Project 1: Imaging-Based Determination of Breast Cancer Risk
Leader: Maryellen Giger, PhD
Co-Leader: Gillian Newstead, MD
The long-term goal of this project is to further improve multimodality, image-based markers for assessing breast density and parenchymal structure that may be used alone or together with clinical measures and biomarkers to determine the risk of developing breast cancer. The general hypothesis is that inclusion of automated analyses of the parenchyma will improve the assessment of breast cancer risk. In the future, it is expected that the proposed image-based markers will be useful for improved assessment of patients at high risk for breast cancer and for monitoring the response to preventive treatments. The project's aims are to:
Aim 1: Conduct image-based categorization of patient databases using breast density, parenchyma morphology, and automatically extracted parenchyma kinetics.
Aim 2: Yield new image-based markers of risk by correlating and modeling various characteristics of breast density and parenchymal patterns with known surrogate markers of risk, such as BRCA1 and BRCA2 genetic mutations and the presence of cancer in the contralateral breast.
Aim 3: Develop a better understanding of breast cancer risk by correlating various image markers with developing biomarkers and candidate genes.
Aim 4: Use these new models to perform preclinical assessment and translation of the density and parenchymal characteristics of women at high risk.

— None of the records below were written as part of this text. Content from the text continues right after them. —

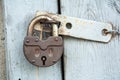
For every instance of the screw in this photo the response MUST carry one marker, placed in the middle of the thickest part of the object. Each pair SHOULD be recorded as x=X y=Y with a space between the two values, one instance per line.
x=33 y=61
x=54 y=61
x=27 y=41
x=56 y=39
x=36 y=40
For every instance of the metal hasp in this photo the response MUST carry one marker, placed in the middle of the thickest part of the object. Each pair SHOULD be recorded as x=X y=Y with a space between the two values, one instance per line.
x=44 y=47
x=81 y=28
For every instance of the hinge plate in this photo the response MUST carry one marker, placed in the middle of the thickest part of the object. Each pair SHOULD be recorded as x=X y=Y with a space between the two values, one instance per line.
x=81 y=28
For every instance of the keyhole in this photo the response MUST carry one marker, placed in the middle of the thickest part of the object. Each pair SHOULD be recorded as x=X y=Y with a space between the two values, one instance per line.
x=43 y=58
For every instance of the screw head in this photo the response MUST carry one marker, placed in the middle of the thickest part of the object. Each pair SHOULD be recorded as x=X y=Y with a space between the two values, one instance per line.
x=27 y=41
x=33 y=61
x=36 y=40
x=56 y=39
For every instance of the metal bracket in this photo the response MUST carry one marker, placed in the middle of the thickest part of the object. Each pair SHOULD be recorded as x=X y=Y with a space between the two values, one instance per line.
x=80 y=28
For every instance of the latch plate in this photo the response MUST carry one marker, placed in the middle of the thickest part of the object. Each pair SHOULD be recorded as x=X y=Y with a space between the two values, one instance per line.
x=80 y=28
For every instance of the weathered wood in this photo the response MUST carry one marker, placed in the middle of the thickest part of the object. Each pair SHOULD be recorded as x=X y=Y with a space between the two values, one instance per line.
x=87 y=60
x=18 y=14
x=2 y=51
x=81 y=28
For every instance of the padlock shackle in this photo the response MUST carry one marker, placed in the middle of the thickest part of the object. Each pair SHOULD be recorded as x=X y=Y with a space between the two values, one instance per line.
x=34 y=21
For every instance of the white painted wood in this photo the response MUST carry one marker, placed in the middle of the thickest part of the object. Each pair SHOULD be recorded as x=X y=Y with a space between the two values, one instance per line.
x=18 y=14
x=80 y=28
x=87 y=60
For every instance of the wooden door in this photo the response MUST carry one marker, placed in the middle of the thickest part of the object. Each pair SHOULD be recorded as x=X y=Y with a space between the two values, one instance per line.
x=82 y=59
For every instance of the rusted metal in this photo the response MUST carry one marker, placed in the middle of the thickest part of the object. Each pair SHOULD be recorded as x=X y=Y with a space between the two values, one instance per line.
x=50 y=49
x=41 y=48
x=80 y=28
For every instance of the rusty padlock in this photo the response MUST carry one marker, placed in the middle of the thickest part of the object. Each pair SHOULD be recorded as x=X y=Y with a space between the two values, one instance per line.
x=41 y=48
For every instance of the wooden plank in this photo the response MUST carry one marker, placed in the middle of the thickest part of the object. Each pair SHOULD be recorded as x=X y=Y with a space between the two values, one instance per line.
x=87 y=60
x=81 y=28
x=2 y=51
x=18 y=14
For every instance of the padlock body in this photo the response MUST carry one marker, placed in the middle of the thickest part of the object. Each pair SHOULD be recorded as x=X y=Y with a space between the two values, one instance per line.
x=43 y=52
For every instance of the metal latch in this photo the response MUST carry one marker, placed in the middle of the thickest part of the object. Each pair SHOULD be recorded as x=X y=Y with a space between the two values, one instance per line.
x=43 y=45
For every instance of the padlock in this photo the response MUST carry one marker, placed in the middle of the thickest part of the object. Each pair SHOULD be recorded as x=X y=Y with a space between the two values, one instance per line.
x=46 y=50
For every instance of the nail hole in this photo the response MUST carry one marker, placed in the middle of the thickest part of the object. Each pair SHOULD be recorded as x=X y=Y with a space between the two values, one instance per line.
x=104 y=32
x=68 y=25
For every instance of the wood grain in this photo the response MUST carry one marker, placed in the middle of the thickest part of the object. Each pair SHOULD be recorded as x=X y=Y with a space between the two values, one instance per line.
x=2 y=50
x=87 y=60
x=17 y=15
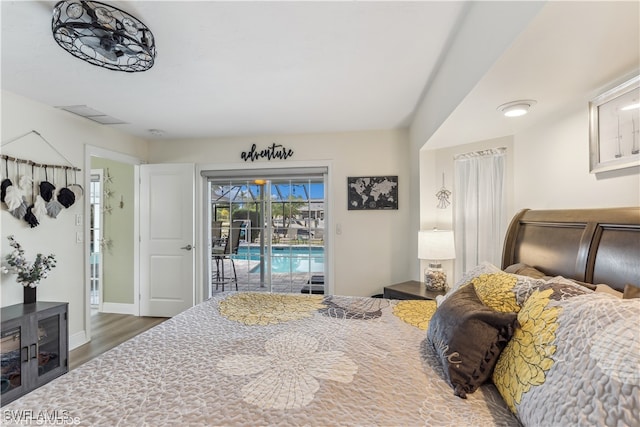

[Note that this list is limited as it pertains only to aims from the first funding cycle]
- Compiled a large database of breast images of women at high risk for breast cancer and of women at normal risk, and categorized the cases based on quantitative image analysis of breast density, parenchyma morphology, and parenchymal kinetics.
- Conducted correlation studies of these various descriptors of parenchyma (i.e. image-based risk phenotypes) with known indicators of risk (BRCA1 and BRCA2 deleterious mutations) or presence of cancer (using analysis on the contralateral breast) demonstrating the robustness of our quantitative image analysis methods.
- Validated, using these large clinical datasets, our methods for quantitative analyses of mammographic patterns on FFDM, statistically demonstrating again that women at high risk tend to have dense breasts with parenchymal patterns that are coarse and low in contrast.
- Developed an image-based risk assessment interface for ultimately translating the development to clinical use.